Riots in the Tibetan capital Saturday are the largest and most violent protests against Chinese rule in the region in nearly two decades, dashing Beijing's plans for a smooth run-up to August's Olympics.

Click here for the latest news on the deadly riots and China's crackdown.

So far, international criticism of the crackdown in Tibet has been mild.
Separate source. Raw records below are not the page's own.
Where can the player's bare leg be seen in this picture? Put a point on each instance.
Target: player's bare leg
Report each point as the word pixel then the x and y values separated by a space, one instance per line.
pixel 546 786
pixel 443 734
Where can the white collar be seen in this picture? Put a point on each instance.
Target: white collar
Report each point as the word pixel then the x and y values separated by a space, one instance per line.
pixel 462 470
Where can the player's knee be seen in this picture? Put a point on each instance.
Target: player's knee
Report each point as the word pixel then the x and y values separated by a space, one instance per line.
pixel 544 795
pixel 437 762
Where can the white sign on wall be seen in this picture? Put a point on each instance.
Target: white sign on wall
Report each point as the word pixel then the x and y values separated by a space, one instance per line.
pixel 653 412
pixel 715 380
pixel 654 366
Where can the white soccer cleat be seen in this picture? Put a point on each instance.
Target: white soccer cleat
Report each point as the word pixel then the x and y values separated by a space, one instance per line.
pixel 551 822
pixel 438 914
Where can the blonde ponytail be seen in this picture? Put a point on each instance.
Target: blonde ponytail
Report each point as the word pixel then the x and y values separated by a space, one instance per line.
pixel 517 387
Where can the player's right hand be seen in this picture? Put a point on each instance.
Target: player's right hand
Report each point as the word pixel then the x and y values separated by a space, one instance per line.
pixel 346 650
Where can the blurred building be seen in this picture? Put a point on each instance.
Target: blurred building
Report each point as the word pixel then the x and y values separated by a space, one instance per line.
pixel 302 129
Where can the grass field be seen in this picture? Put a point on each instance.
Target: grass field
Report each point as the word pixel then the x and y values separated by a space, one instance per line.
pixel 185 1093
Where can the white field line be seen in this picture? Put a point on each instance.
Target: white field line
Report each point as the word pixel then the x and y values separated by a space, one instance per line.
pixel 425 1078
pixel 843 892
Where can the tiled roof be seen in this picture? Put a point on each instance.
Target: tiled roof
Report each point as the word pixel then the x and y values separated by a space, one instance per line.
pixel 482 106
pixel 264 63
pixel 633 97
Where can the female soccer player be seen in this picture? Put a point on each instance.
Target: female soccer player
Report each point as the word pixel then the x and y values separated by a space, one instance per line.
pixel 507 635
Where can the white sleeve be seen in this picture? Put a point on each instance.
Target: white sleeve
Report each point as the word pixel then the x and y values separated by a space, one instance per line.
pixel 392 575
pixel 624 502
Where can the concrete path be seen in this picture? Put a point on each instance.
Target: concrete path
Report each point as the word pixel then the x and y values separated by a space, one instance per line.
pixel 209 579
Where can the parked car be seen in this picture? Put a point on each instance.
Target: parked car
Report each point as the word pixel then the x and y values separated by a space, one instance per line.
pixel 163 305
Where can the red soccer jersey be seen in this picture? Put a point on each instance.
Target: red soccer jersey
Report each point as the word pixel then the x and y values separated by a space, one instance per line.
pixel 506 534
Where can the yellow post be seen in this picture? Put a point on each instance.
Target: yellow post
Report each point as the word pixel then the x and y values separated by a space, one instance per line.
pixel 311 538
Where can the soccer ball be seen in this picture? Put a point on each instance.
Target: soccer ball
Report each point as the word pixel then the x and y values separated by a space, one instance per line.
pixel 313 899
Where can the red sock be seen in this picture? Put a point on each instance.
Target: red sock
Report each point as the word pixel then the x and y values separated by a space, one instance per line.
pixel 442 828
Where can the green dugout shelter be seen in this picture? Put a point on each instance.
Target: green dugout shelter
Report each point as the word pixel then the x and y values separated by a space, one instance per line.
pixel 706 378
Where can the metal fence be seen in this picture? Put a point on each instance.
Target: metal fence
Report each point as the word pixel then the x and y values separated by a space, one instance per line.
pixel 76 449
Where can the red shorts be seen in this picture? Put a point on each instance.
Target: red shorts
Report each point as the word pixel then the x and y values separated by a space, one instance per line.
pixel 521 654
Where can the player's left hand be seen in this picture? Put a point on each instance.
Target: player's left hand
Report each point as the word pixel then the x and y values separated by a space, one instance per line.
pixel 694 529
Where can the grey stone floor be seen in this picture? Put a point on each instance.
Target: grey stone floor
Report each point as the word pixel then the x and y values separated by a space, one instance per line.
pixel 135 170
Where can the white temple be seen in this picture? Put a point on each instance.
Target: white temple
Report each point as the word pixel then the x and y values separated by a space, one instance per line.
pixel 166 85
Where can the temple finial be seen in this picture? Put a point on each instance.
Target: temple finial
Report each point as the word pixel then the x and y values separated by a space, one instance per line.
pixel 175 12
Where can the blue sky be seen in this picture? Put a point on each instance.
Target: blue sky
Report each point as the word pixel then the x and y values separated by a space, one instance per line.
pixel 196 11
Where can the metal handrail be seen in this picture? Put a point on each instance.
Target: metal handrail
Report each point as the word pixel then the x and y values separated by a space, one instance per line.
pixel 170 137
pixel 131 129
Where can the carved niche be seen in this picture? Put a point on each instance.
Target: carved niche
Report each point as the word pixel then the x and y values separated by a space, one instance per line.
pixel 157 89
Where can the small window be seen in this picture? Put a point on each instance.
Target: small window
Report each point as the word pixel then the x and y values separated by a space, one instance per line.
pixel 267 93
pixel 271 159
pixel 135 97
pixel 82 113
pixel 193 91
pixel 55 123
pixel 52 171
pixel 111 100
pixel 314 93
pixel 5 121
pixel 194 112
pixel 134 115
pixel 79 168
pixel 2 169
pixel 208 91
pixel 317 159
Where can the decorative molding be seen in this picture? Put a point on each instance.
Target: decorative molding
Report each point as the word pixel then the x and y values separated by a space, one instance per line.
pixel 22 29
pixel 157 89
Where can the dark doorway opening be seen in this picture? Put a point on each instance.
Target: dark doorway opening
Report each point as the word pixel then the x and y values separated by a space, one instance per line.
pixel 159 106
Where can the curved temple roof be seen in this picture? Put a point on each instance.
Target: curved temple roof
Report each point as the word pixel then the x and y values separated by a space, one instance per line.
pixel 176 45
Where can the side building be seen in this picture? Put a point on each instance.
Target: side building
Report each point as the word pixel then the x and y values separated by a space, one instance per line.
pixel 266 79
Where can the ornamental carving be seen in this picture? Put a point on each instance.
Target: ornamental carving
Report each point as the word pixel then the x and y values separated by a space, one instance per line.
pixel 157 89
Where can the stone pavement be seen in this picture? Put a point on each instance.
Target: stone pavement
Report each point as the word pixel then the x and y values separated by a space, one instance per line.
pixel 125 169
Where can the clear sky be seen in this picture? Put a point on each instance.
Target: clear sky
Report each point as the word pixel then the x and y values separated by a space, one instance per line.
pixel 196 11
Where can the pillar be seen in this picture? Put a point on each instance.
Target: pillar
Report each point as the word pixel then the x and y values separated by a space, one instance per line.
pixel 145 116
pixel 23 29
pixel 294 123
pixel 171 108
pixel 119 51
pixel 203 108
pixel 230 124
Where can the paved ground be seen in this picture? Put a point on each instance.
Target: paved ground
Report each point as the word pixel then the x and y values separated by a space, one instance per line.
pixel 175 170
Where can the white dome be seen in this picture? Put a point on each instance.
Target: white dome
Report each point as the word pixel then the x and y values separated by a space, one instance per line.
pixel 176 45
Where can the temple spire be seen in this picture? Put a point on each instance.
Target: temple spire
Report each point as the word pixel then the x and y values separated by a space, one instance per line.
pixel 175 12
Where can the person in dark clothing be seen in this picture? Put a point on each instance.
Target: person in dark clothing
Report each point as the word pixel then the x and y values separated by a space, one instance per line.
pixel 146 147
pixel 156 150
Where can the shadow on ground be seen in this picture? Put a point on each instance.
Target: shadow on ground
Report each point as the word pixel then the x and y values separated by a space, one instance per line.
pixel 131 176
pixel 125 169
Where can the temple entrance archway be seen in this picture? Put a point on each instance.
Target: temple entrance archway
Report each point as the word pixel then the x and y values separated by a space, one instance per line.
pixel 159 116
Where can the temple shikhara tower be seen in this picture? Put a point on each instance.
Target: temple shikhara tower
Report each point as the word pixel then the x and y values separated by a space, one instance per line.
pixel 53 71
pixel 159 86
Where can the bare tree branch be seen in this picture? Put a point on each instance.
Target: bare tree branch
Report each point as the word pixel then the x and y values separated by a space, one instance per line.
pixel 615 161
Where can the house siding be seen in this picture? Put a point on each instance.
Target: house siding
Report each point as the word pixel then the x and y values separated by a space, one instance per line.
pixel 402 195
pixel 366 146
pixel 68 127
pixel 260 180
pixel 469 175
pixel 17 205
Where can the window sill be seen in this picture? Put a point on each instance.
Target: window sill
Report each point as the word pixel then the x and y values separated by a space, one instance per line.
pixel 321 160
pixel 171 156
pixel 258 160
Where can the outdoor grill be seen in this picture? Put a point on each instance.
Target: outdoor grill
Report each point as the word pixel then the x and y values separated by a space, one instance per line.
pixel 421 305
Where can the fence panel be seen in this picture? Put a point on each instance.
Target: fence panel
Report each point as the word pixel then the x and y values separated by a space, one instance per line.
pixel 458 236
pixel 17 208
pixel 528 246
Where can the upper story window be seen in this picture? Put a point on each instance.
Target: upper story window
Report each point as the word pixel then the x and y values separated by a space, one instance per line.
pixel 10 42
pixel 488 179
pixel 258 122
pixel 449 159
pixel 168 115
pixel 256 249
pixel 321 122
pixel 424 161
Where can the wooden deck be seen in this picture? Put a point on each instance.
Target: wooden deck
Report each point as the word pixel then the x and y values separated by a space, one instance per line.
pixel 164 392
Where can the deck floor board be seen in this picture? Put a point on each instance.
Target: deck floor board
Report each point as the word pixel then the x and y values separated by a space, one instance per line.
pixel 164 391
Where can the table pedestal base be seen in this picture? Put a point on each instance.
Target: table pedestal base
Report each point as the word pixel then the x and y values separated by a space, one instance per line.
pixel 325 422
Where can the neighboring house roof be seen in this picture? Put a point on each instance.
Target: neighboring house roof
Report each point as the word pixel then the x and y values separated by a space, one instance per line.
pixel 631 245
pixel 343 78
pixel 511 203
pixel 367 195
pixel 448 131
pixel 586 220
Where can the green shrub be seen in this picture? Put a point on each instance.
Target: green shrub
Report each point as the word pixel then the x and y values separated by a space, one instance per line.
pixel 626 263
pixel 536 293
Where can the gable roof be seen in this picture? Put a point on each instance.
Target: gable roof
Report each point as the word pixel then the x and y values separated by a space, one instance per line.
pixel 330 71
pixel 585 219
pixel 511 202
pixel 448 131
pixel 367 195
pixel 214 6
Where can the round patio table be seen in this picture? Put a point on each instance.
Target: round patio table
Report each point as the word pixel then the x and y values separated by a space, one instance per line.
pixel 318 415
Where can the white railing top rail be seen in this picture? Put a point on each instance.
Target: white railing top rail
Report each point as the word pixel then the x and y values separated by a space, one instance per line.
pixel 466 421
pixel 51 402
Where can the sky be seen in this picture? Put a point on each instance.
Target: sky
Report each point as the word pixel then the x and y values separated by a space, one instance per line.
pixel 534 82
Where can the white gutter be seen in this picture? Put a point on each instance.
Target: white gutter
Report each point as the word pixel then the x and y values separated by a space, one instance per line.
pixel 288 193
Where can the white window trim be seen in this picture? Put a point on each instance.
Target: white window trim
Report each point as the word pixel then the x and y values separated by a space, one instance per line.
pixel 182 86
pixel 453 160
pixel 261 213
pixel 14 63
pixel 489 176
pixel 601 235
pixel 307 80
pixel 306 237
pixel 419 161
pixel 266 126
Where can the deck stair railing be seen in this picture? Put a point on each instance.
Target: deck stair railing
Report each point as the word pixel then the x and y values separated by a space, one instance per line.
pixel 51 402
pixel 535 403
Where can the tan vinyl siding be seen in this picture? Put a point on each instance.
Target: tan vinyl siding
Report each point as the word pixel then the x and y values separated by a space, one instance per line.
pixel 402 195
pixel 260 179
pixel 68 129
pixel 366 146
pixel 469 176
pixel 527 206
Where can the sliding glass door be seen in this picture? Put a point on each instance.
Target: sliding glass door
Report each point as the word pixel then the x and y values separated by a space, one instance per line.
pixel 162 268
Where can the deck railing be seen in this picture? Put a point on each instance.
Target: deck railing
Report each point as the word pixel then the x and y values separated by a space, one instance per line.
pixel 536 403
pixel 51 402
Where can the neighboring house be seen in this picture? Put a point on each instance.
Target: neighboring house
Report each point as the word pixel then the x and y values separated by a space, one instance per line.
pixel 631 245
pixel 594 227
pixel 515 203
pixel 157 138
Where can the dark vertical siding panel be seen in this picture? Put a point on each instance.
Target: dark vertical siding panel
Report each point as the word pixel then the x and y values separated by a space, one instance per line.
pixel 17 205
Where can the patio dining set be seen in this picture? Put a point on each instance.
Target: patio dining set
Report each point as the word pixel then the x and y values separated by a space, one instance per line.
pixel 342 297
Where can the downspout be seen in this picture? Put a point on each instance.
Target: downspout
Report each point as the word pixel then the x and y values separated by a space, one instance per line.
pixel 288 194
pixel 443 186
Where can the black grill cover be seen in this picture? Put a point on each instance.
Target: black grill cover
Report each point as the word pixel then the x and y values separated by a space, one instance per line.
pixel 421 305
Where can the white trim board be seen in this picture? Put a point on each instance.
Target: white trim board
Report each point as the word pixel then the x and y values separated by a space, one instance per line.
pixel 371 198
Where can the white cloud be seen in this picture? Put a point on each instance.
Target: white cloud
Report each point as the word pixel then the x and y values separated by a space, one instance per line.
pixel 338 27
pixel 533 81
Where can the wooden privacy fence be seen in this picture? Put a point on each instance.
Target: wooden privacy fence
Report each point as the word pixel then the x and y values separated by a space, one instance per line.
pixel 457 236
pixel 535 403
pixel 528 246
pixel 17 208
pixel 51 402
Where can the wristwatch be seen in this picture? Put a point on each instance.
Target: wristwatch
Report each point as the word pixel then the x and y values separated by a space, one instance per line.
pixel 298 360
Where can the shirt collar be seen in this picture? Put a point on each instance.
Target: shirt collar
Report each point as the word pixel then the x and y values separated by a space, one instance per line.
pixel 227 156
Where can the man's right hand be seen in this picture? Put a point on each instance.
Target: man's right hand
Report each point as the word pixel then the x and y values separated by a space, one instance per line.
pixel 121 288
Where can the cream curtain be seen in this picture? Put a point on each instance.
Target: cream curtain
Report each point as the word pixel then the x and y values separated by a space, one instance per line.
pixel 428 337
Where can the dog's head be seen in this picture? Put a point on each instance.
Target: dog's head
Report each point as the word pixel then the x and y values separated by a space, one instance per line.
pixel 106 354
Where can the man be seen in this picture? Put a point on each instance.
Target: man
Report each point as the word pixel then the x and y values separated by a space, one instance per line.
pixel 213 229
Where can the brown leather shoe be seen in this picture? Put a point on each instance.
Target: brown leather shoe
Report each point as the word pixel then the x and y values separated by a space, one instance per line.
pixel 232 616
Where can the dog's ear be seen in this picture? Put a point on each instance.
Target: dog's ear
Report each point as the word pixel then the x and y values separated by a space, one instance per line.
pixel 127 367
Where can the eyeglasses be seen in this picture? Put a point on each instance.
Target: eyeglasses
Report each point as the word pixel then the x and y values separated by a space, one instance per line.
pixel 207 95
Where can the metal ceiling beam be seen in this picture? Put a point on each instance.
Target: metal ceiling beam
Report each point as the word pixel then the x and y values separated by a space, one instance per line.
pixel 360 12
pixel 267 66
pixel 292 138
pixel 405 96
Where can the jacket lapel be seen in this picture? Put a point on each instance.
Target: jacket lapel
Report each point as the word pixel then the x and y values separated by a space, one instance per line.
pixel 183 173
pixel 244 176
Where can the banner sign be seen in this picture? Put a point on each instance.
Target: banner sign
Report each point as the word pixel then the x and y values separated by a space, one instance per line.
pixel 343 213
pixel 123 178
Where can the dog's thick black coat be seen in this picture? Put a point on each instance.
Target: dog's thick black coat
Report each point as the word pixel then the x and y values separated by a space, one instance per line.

The U.S. and European Union called for Chinese restraint without any threats of an Olympic boycott or other sanctions.

"What is happening in Tibet and Beijing's responses to it will not affect the games very much unless the issue really gets out of control," said Xu Guoqi, a China-born historian at Kalamazoo College in Michigan.

The Olympic celebrations are scheduled to kick into high gear in two weeks with the start of the torch relay, which passes through Tibet.

Sun Weide, a spokesman for the Beijing Olympics organizing committee, said the unrest would not have a negative impact on the Games or the torch relay.

Preparations to carry the Olympic torch across Mount Everest and across Tibet "have been proceeding very smoothly and according to schedule," Sun said.

"The hosting of the Beijing Games is the 100-year dream for Chinese people and I think the Chinese people, including our compatriots in Tibet, very much look forward to hosting the Games," Sun said.

The United States and other governments have urged China to show restraint on the protesters, though International Olympic Committee President Jacques Rogge deferred, saying he didn't have details.

"It is not our job," Rogge, the IOC president, told reporters while visiting Puerto Rico. "We are not an activist organization."